I wonder what it costs him to stand up so straight. He offers a hand to help me disembark, and I take it. I don’t need it, but also I don’t dare shame him in front of this man. I do not understand what flows beneath the surface of their conversation.
“Then you’ll come to Midsummer Eve, of course?” There’s something in our visitor’s voice. A hint of a challenge mixed with mockery. “To the Resurgence.”
“What is the Resurgence?” I ask.
It occurs to me that there’s another way to be a rich layabout that doesn’t involve ruling a kingdom.
One could have the favor of one of the ten gods.
If this cousin were the champion of a god, he might know where they are.
Or at least where one of them is. And he might be able to appear places without a conveyance.
He might even be able to inflict godwounds.
But which god has given his favor to this peacock?
Not Heskatan or Markanos, known for battle.
Not with that unblemished skin. Perhaps Ordanus, God of Art. They say he craves pretty things.
And what would that make his cousin?
Beside me, Oke stiffens just as my feet hit the pier.
Our visitor smiles. “Have you an unfulfilled dream, Queen Fisherwoman? Some vile little hope of the heart? Or perhaps you are too pure for that. Perhaps you love light and beauty and there’s some injustice you’d like put right.
” He has blue eyes. They light up from within when he sees he’s struck a chord.
“If you come to the Resurgence, you can have anything you desire, Ragged Lady. You could ransom a god.” He smirks.
“Think on it. And if you decide to come, make the payment, and join us.”
“The payment?”
He splays out his fingers for me.
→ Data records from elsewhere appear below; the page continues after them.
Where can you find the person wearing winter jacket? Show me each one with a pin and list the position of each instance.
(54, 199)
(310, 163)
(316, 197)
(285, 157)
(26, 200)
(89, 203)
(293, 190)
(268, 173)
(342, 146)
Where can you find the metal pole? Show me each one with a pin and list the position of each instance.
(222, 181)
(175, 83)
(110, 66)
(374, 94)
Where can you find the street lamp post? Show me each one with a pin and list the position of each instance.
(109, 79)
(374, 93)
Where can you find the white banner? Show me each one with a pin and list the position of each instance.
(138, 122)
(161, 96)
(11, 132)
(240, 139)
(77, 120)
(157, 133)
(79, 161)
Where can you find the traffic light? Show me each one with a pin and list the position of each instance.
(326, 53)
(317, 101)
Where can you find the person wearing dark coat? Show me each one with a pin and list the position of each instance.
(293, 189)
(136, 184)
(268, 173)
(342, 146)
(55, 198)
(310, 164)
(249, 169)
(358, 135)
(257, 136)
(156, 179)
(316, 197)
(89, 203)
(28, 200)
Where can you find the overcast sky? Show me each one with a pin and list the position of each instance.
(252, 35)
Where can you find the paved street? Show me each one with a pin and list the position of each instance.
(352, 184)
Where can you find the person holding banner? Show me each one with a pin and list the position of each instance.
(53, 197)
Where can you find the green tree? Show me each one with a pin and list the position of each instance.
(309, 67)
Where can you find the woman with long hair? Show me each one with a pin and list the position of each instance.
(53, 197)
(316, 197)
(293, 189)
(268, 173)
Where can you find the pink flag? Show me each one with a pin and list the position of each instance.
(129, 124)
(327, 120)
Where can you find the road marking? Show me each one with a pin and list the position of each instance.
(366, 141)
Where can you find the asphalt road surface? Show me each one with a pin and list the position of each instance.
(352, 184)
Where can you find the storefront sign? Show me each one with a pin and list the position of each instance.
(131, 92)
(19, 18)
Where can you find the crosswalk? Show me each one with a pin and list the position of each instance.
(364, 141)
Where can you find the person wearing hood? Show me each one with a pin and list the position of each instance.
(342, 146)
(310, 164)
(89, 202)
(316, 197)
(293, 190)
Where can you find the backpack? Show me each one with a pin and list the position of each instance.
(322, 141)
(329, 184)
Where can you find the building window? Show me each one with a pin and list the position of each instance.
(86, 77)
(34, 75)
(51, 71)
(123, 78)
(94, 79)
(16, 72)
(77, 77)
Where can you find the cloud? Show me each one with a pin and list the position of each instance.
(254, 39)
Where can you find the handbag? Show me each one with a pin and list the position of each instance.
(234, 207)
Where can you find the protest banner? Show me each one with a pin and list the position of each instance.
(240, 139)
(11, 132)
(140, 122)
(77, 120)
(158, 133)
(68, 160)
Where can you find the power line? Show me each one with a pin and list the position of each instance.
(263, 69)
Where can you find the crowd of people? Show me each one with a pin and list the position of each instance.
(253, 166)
They’re bedecked with gem-encrusted rings. Except for one that’s missing.
“Cut off your finger, throw it into the sea, and say, ‘I wager my soul for the will of my heart’ and I’ll bring you to where I am. Easy enough.”
“I think you’ve said enough now, cousin,” my husband says. “And even if you have not, you have utterly bored me. Fly off somewhere else.”
And without another word, he sweeps an arm around me, turns, and sets an unrelenting pace up the jetty toward the heart of the island.
I look back once and see our visitor standing there.
He raises his hand like he’s holding a bowl, and as my eyes are still widening, he twists his hand and disappears.
An icy chill slices down into my belly. I have seen magic.
And I have seen it done twice—I’m certain of that now.